Op de beelden is te zien dat aangevers [slachtoffer 2] en [slachtoffer 1] bij verdachte en zijn medeverdachten [verdachte 4], [verdachte 2] en [verdachte 1] staan. Er is een woordenwisseling gaande tussen [slachtoffer 2] en [slachtoffer 1] enerzijds en medeverdachten [verdachte 1] en [verdachte 2] anderzijds. Verdachte en medeverdachte [verdachte 4] hebben een telefoon in hun handen en bemoeien zich niet met de woordenwisseling. Vervolgens lopen [slachtoffer 2] en [slachtoffer 1] uit beeld. Medeverdachten [verdachte 1] en [verdachte 2] lopen achter [slachtoffer 2] en [slachtoffer 1] aan. Even later lopen ook verdachte en medeverdachte [verdachte 4] achter [slachtoffer 2] en [slachtoffer 1] aan.

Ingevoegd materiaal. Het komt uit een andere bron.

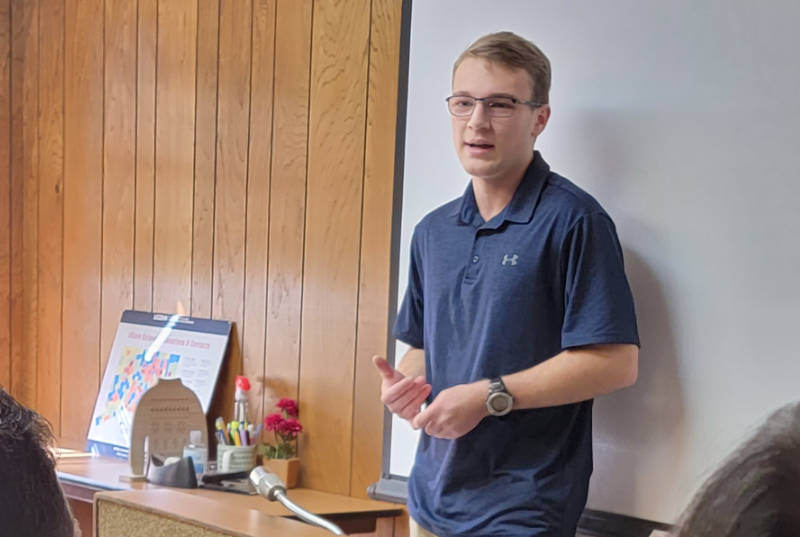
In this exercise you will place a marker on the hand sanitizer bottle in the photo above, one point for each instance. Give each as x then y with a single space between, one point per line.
197 451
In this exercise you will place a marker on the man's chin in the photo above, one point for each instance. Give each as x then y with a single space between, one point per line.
477 167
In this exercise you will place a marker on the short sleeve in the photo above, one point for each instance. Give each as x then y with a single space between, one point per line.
408 326
598 303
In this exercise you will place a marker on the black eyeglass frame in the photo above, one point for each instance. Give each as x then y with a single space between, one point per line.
514 100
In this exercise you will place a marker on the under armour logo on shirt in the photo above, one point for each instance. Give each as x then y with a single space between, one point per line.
510 260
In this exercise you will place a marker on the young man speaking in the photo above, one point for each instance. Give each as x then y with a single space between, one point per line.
518 313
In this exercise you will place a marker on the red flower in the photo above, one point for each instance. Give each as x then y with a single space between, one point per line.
288 405
273 422
291 427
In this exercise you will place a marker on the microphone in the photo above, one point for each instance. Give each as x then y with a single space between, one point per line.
272 488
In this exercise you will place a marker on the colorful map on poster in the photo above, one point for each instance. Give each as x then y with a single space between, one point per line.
133 376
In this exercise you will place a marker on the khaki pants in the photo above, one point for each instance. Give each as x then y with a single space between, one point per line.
414 530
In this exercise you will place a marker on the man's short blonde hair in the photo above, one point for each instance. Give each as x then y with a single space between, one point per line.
512 51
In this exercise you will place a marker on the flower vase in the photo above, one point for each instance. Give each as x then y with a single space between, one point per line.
285 469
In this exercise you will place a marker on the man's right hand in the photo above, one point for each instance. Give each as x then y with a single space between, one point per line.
402 395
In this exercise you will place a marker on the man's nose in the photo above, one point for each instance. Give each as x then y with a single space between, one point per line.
480 116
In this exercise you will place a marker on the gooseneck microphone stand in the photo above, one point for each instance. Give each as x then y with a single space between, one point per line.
272 488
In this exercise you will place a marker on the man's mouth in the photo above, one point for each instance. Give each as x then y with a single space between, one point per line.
480 146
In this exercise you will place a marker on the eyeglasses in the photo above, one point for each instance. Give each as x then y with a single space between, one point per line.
464 105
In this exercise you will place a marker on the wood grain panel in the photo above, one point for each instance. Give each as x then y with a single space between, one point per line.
258 180
83 194
145 154
288 198
51 209
175 121
333 227
376 240
231 188
24 186
119 168
5 193
205 152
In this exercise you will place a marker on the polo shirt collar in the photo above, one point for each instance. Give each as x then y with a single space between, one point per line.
522 205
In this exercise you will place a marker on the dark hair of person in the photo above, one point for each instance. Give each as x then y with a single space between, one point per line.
756 491
31 500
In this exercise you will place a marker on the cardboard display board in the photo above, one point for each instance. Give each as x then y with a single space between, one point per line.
165 415
148 347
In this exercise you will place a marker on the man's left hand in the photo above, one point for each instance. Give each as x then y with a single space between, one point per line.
455 411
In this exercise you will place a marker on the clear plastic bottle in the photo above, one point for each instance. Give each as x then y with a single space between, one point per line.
197 451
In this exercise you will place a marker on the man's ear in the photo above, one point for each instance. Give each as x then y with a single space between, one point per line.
542 116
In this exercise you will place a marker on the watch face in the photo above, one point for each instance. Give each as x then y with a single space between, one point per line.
499 403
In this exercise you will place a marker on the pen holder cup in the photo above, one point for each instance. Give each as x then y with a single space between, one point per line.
235 458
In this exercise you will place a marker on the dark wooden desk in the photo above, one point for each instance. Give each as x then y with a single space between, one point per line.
83 478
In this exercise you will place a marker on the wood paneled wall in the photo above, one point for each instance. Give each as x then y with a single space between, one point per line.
233 156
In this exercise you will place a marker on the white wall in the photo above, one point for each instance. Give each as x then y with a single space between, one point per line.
682 118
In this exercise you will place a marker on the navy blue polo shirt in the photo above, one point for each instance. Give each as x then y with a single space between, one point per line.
487 299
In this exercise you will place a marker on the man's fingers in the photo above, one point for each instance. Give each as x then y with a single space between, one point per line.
421 420
396 393
387 371
409 408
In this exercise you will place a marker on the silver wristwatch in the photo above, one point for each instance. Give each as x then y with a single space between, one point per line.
498 402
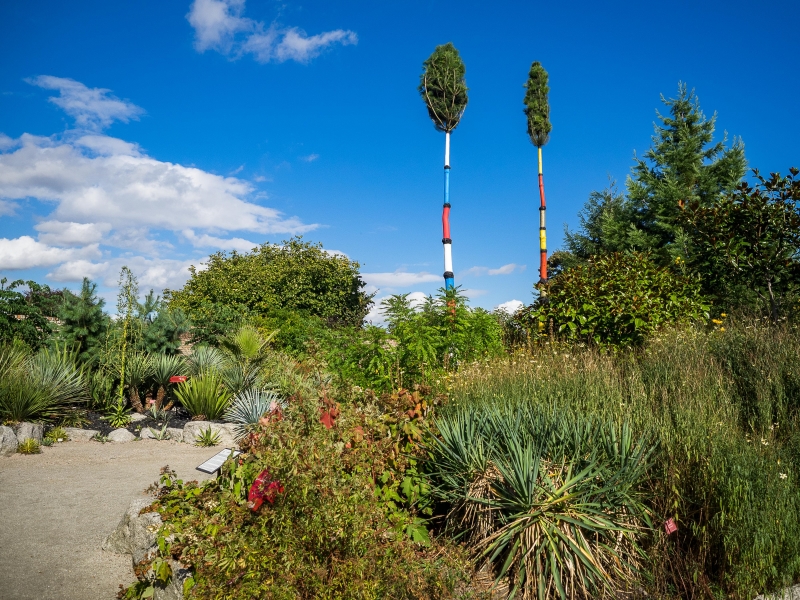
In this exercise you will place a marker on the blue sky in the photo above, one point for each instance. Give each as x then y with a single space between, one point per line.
154 133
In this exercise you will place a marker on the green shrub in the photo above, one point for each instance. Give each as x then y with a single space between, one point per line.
327 534
204 396
29 446
551 500
615 300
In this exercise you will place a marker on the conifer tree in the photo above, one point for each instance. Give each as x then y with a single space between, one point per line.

Getuige [getuige 2] heeft verklaard dat de beide mannen de jongens de rug toedraaiden en weg liepen. Hij had het gevoel dat de mannen echt weg wilden gaan, maar zag dat de vier jongens iedere keer om deze mannen heen liepen, schreeuwden en duwden. Als medeverdachten [verdachte 1] en [verdachte 2], en vervolgens verdachte en [verdachte 4] achter aangevers aanlopen, zoeken zij naar het oordeel van de rechtbank de confrontatie. [12]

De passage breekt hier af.